Auszug aus der Spielordnung: § 27 Sperrstrafen gegen Spieler in einzelnen Fällen (1) Gegen Spieler sind folgende Strafen zu verhängen: 1. nach einem Feldverweis auf Dauer wegen unsportlichen Verhaltens Sperre von mindestens zwei Wochen bis zu drei Monaten. (...) 5. Wegen Beleidigung oder Bedrohung des Schiedsrichters oder eines Schiedsrichterassistenten vor oder nach dem Spiel oder nach Zeigen der gelb/roten Karte Sperre von mindestens vier Wochen bis zu sechs Monaten (...). 8. Wegen tätlichen Angriffs gegen Spieler oder Zuschauer Sperre von mindestens 6 Wochen bis zu 18 Monaten. In besonders schweren Fällen ist auch eine Sperre auf Dauer möglich. (...) 9. Wegen tätlichen Angriffs auf den Schiedsrichter oder einen -assistenten Sperre von mindestens einem Jahr bis zu drei Jahren, in minderschweren Fällen Sperre von mindestens sechs Monaten. In besonders schweren Fällen ist auch eine Sperre auf Dauer möglich.

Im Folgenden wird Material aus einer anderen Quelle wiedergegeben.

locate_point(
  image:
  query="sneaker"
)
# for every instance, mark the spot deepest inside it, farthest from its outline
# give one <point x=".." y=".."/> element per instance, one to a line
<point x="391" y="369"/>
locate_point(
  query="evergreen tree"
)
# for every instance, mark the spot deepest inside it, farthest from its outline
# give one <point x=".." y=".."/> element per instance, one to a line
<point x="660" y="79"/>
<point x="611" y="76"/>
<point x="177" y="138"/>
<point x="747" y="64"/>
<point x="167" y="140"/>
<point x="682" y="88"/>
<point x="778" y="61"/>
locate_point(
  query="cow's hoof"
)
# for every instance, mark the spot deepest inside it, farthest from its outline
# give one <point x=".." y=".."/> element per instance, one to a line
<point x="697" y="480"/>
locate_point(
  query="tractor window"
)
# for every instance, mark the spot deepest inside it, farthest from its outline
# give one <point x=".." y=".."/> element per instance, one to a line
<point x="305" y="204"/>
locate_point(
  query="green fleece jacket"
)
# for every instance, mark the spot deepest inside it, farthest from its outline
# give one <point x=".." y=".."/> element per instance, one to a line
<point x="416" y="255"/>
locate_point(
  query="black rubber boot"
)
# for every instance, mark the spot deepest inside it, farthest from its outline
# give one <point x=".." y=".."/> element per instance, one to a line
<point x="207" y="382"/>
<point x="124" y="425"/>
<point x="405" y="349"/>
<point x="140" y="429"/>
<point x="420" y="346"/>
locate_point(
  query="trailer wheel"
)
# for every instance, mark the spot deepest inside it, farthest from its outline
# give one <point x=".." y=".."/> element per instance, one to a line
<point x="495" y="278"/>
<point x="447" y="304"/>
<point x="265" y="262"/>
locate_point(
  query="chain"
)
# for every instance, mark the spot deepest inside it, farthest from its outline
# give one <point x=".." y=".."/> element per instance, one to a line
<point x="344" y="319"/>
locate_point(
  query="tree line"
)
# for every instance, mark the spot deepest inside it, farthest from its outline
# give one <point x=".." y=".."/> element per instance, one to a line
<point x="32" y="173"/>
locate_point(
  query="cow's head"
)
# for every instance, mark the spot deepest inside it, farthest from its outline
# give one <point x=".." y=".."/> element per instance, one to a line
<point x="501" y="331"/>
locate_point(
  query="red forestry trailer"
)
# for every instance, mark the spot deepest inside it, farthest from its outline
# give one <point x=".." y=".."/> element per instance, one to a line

In dieser Spielzeit war das Höchstmaß eine 18-monatige Zwangspause aufgrund einer mehrfachen Tätlichkeit gegen einen Kontrahenten.

Am Tag der Urteilssprechung, die in der Regel alle zwei bis drei Wochen erfolgt, versammeln sich die Mitglieder der Kreisspruchkammer, der oder auch die Beschuldigten, die beiden Vereinsvertreter, gegebenenfalls Zeugen sowie der Schiedsrichter in der Gaststätte „Ritterstuben“ in Herne um zunächst die Bestandaufnahme vorzunehmen. „Nach der Beweiserfassung können wir das Urteil fällen“, vervollständigt der ehrenamtlich tätige Mitarbeiter des FLVW Herne. Die Mehrheit der Beschlüsse erfolgt auf der Grundlage des Paragraphen 27.1 der Spielordnung. „Danach können wir fast alles regeln. Für Verwaltungsproblematiken ist außerdem der Paragraph Acht der Rechts- und Verfahrenordnung wichtig, sehr selten beziehen wir uns dagegen auf die Schiedsrichterverordnung“, erklärt Horstmann. Im Falle einer Einsprucherhebung wird das Verfahren zunächst an die Bezirksspruchkammer und anschließend an die letzte Instanz, an die Verbandsspruchkammer in Kaiserau weitergeleitet.

Bei einem Blick auf die zurückliegenden Urteilssprechungen im Kreis Herne rückt zunächst der Schiedsrichter in die Rolle des Hauptleidtragenden, der Beleidigungen, Bedrohungen sowohl durch Spieler als auch Betreuer sowie Tätlichkeiten wie Schlagen über sich ergehen lassen musste. Der Vorsitzende revidiert dieses Bild aber: „Zuletzt war es so der Fall, aber im gesamten Saisonverlauf halten sich die Anzahl der Belange, in denen der Unparteiische beteiligt ist mit den Begehen gegen die Gegenspieler die Waage.“

Für das Amt des Vorsitzenden der Kreisspruchkammer ist keine juristische Ausbildung notwendig, lediglich ein Grundverständnis von Gesetzestexten. „Die verteidigenden Rechtsanwälte haben oft keine Ahnung von unseren Paragraphen, von unserer ‚Roten Fibel’ und können den Vereinen von daher meistens nicht weiterhelfen“, betont Uwe Horstmann.

Unbestritten ist dagegen der Sachverhalt, dass die A-Liga kaum Schauplatz schwerwiegender Vergehen ist. Die beiden untersten Klassen machen den Löwenanteil unter sich aus. Horstmann begründet dies mit einer vorsichtig ausgesprochenen Mutmaßung: „Genauso wie sich das spielerische Niveau zwischen der A- und der C-Liga unterscheidet, verhält es sich auch bei den Schiedsrichtern. Die Besseren pfeifen in der Kreisliga A, zudem werden diese Partien nicht von unseren eigenen Kameraden angeführt, sondern von den Kollegen aus Gelsenkirchen und Recklinghausen. Die Anzahl der Vergehen hängt sicherlich auch von der Autorität des Referees ab.“

Bleibt zu hoffen, dass die Kreisspruchkammer in der kommenden Saison seltener Urteile aussprechen muss.